Na drodze ku dalszym wzrostom europejskiej waluty może ponownie stanąć koronawirus. Tak wymęczony i nudny temat, znowu powraca jak bumerang na fali nowej liczby zachorowań, równej prawie poziomom marcowym. Coraz głośniej i coraz chętniej mówi się o powrocie do silniejszych obostrzeń. Hiszpanie zamierzają wdrożyć dodatkowe regulacje dotyczące mobilności i przemieszczania się, by maksymalnie ograniczyć rozprzestrzenianie wirusa pomiędzy miastami. Na razie nie mówi się głośno o dużej liczbie zachorowań. Brak paniki czy wzrostu niepewności jest więc zrozumiały.

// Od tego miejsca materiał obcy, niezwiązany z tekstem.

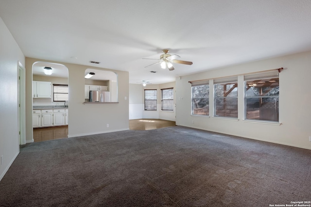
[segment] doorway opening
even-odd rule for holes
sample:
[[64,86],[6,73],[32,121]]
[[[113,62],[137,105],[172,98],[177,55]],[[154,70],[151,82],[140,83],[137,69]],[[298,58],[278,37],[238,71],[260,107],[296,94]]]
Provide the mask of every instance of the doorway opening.
[[68,68],[37,62],[32,69],[33,142],[68,137]]

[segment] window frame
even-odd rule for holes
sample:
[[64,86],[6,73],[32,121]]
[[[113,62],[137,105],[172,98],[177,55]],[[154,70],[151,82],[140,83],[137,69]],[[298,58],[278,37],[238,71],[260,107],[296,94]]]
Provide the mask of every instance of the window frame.
[[[146,91],[156,91],[156,99],[146,99]],[[157,89],[144,89],[144,110],[145,111],[157,111]],[[156,109],[146,109],[146,100],[153,100],[156,101]]]
[[[193,97],[193,87],[201,86],[207,86],[207,95],[206,97]],[[208,104],[206,104],[205,106],[202,108],[194,108],[194,105],[195,104],[194,99],[195,98],[200,98],[203,101],[204,100],[204,102],[206,103],[206,101],[208,102]],[[204,80],[201,81],[194,81],[191,83],[191,115],[194,116],[202,116],[204,117],[209,116],[209,80]],[[208,106],[207,107],[204,108],[205,106]],[[197,109],[198,112],[195,113],[194,112],[194,110]],[[200,114],[201,113],[201,114]]]
[[[228,89],[228,92],[226,91],[226,93],[227,94],[226,96],[225,96],[225,94],[223,94],[223,96],[217,96],[216,95],[216,86],[217,85],[223,85],[223,86],[226,86],[227,85],[233,85],[232,88]],[[214,89],[214,104],[213,104],[213,115],[214,117],[221,117],[221,118],[232,118],[232,119],[238,119],[239,115],[239,84],[238,84],[238,80],[237,76],[232,76],[226,78],[222,78],[219,79],[214,80],[213,83],[213,89]],[[230,93],[232,91],[236,91],[236,96],[235,97],[227,97],[227,96],[229,95]],[[224,102],[225,103],[225,109],[223,109],[223,110],[224,110],[225,113],[224,115],[220,116],[219,113],[217,114],[217,99],[223,99]],[[236,99],[236,107],[235,107],[234,109],[230,109],[230,105],[229,105],[229,109],[227,109],[227,100],[233,100]],[[234,112],[234,111],[236,111],[236,113]],[[227,111],[228,111],[227,112]],[[232,111],[234,112],[232,113]],[[228,114],[228,115],[227,115]],[[234,116],[233,116],[234,115]]]
[[[245,75],[244,76],[244,79],[243,79],[243,81],[244,81],[244,120],[245,121],[258,121],[258,122],[271,122],[271,123],[279,123],[279,75],[278,75],[279,73],[277,71],[274,71],[274,72],[266,72],[266,73],[258,73],[258,74],[255,74],[253,75]],[[265,95],[267,95],[271,91],[272,91],[272,90],[273,90],[273,89],[274,88],[276,88],[277,90],[277,95],[273,95],[273,96],[265,96],[265,95],[263,94],[259,94],[259,95],[257,96],[249,96],[249,95],[247,95],[246,93],[247,92],[247,84],[249,84],[251,83],[254,83],[255,84],[258,84],[259,83],[259,82],[263,82],[264,81],[265,82],[266,81],[269,81],[269,80],[271,80],[272,79],[277,79],[277,86],[276,87],[274,87],[273,88],[272,88],[271,89],[270,89],[268,92],[265,93]],[[272,80],[273,81],[274,81],[275,80]],[[252,81],[250,83],[249,82],[249,81]],[[256,82],[257,81],[257,82]],[[265,83],[264,84],[263,84],[263,85],[262,86],[261,86],[261,87],[260,87],[261,88],[261,90],[259,90],[259,91],[261,93],[263,93],[262,91],[262,88],[264,88],[262,86],[265,86],[264,84],[265,84]],[[268,85],[267,86],[268,87],[269,87],[269,86],[270,86],[271,85],[272,85],[273,84],[271,84],[270,85]],[[257,85],[255,85],[257,86]],[[250,86],[249,85],[248,87],[250,87],[249,89],[251,88],[251,87],[252,87],[252,86]],[[257,114],[255,114],[255,113],[253,113],[254,114],[253,114],[252,116],[254,117],[254,118],[247,118],[247,115],[248,115],[248,114],[250,114],[251,113],[249,113],[250,112],[252,112],[252,111],[247,111],[247,109],[248,109],[248,107],[247,107],[247,105],[248,105],[248,102],[247,101],[248,99],[250,99],[250,98],[259,98],[261,100],[259,100],[259,105],[258,105],[258,110],[257,110],[258,111],[258,112]],[[270,120],[268,120],[267,119],[260,119],[260,117],[262,117],[263,116],[261,116],[261,112],[260,111],[261,110],[262,110],[263,109],[264,109],[264,108],[262,108],[262,109],[261,109],[261,107],[262,106],[263,106],[263,105],[261,105],[263,103],[264,103],[264,102],[262,101],[262,99],[265,99],[265,98],[274,98],[275,99],[275,109],[276,109],[276,111],[277,110],[277,111],[276,111],[276,112],[275,113],[273,113],[273,115],[274,116],[274,118],[276,118],[276,117],[277,117],[276,118],[276,120],[271,120],[272,119],[272,118],[271,118]],[[261,103],[260,103],[260,101],[261,102]],[[257,102],[256,102],[257,103]],[[266,102],[266,103],[271,103],[271,102]],[[248,103],[248,104],[249,104],[249,103]],[[269,114],[271,114],[271,113],[269,113]],[[250,115],[250,116],[251,116]],[[256,117],[256,118],[255,118]],[[272,116],[270,116],[271,118],[272,118]]]
[[[172,90],[172,99],[163,99],[163,91]],[[172,109],[163,109],[163,101],[172,100]],[[174,88],[163,88],[161,89],[161,110],[167,111],[174,111]]]
[[[68,93],[55,93],[55,86],[65,86],[67,87],[68,89]],[[67,98],[67,100],[55,100],[55,96],[54,96],[54,94],[67,94],[67,96],[68,97],[68,98]],[[69,99],[69,88],[68,87],[68,85],[66,85],[66,84],[53,84],[53,102],[64,102],[64,101],[68,101],[68,99]]]

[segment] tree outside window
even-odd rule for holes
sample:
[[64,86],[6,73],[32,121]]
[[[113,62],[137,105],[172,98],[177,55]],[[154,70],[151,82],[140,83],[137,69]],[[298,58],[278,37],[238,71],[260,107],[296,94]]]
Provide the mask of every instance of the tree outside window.
[[216,117],[238,118],[238,78],[214,80]]
[[278,121],[277,72],[244,76],[245,119]]
[[209,114],[209,86],[208,81],[191,83],[192,114],[202,116]]

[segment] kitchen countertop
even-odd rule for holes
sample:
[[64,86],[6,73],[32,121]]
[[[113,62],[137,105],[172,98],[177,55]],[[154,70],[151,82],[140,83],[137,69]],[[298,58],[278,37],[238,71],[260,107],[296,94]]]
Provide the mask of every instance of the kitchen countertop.
[[64,107],[64,106],[33,106],[33,110],[40,110],[40,109],[68,109],[68,106]]

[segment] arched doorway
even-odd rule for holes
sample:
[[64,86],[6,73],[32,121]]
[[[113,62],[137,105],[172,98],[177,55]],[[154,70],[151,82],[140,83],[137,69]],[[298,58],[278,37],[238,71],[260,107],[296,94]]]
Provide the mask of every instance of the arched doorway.
[[68,69],[61,64],[37,62],[32,69],[34,142],[68,137]]

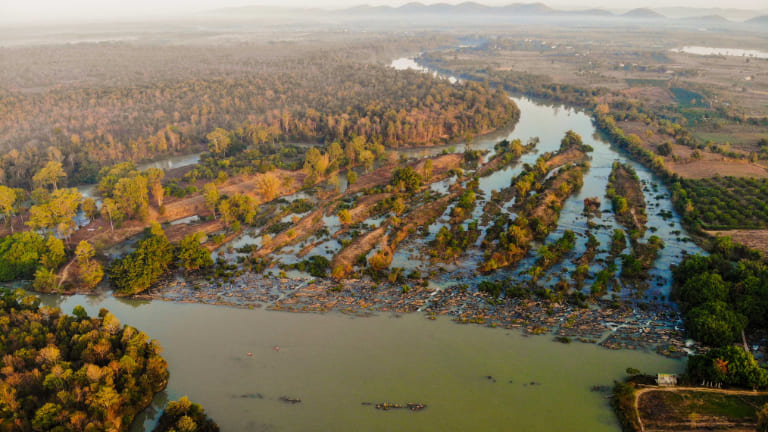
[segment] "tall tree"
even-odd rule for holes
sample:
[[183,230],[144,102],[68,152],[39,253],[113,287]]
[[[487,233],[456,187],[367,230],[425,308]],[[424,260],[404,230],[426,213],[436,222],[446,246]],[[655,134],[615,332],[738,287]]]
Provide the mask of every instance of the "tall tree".
[[219,205],[219,189],[213,183],[206,183],[203,185],[203,198],[205,198],[205,206],[213,213],[213,218],[216,219],[216,207]]
[[78,243],[75,257],[77,265],[80,267],[80,281],[86,288],[95,287],[104,277],[104,268],[93,259],[94,255],[96,255],[96,251],[90,243],[85,240]]
[[119,225],[125,219],[117,201],[112,198],[104,198],[104,202],[101,204],[101,215],[109,220],[109,227],[112,232],[115,232],[115,224]]
[[5,221],[13,232],[13,214],[16,209],[16,191],[8,186],[0,185],[0,213],[5,215]]
[[149,191],[152,193],[152,198],[155,199],[157,207],[163,206],[163,197],[165,189],[163,189],[163,177],[165,177],[165,171],[160,168],[150,168],[144,171],[144,176],[147,177],[147,183],[149,184]]
[[67,173],[64,172],[61,162],[50,161],[45,164],[44,167],[40,168],[40,171],[32,177],[32,181],[38,187],[51,185],[53,186],[53,190],[56,190],[58,189],[59,181],[66,176]]
[[232,137],[222,128],[216,128],[205,136],[208,140],[208,150],[215,155],[226,155],[232,146]]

Euro w najbliższych dniach
Kalendarz makroekonomiczny na najbliższy tydzień to kilka odczytów z Niemiec i Strefy Euro głównie ze wskaźników PMI dla usług i przemysłu. Prognozowane są drobne poprawy lub pozostanie odczytów na zbliżonym poziomie. W związku z tym pozytywny sentyment może odbić się na europejskich rynkach i lekko zaangażować EUR w te nastroje.
Bieżące analizy można śledzić na profilu LinkedIn Trefix
Powyższa analiza nie jest w żadnym wypadku rekomendacją inwestycyjną i stanowi wyłącznie prywatną opinię jej twórców.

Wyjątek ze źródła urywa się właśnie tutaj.